Current distribution and particle motion in a barbed plate electrostatic precipitator

Abstract

Electrohydrodynamic theory suggests that a modification in electrode geometry is a method of creating more favorable electrical and flow conditions in electrostatic precipitators. A novel barbed plate precipitator is designed to provide a more uniform current density distribution and electric field in the inter-electrode gap. Ground plate current densities of both a conventional wire-plate precipitator and the optimized barbed plate precipitator are compared. Particle motion is observed via a laser light-sheet and measured with a laser Doppler anemometer. Streamwise and transverse mean and fluctuating particle velocities, particle motion length scales and diffusivities are measured at electrical and flow conditions typical of industrial precipitators. Ground plate particle collection patterns are photographed.

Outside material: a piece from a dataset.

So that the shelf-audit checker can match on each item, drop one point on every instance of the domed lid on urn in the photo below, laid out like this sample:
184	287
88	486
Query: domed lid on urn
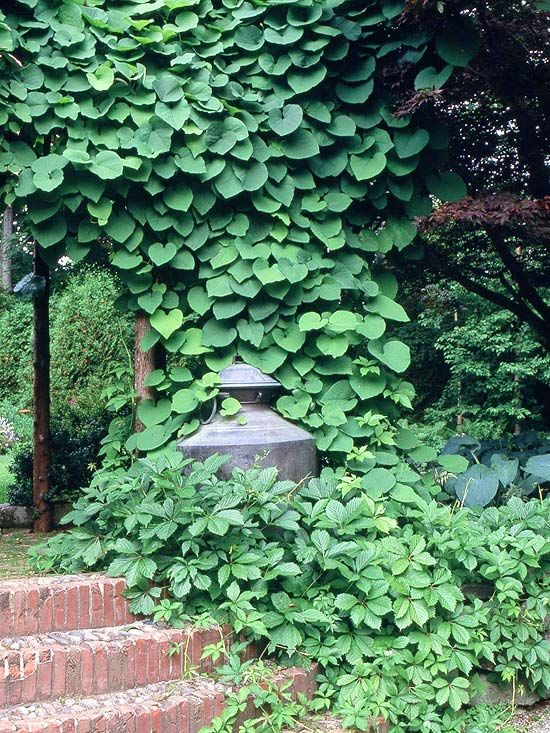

Results show a hexagonal arrangement of barbs provides a more uniform current density distribution and electric field than exist in the wire-plate geometry. Additionally, the barbed plate creates a stronger electric field throughout most of the inter-electrode space and therefore generates higher particle drift velocities. However, the barbed plate increases the magnitude of the electrically generated turbulence. Length scales are of the same order in the two geometries even though the electrode spacing of the barbed plate is double that of the wire-plate precipitator. From an electrical standpoint, the barbed plate design is superior to the wire-plate precipitator. The more uniform distribution of current and electric field coupled with higher levels of mixing suggest the barbed plate may be most suitable for use as a precharger in the entrance section of a parallel plate precipitator.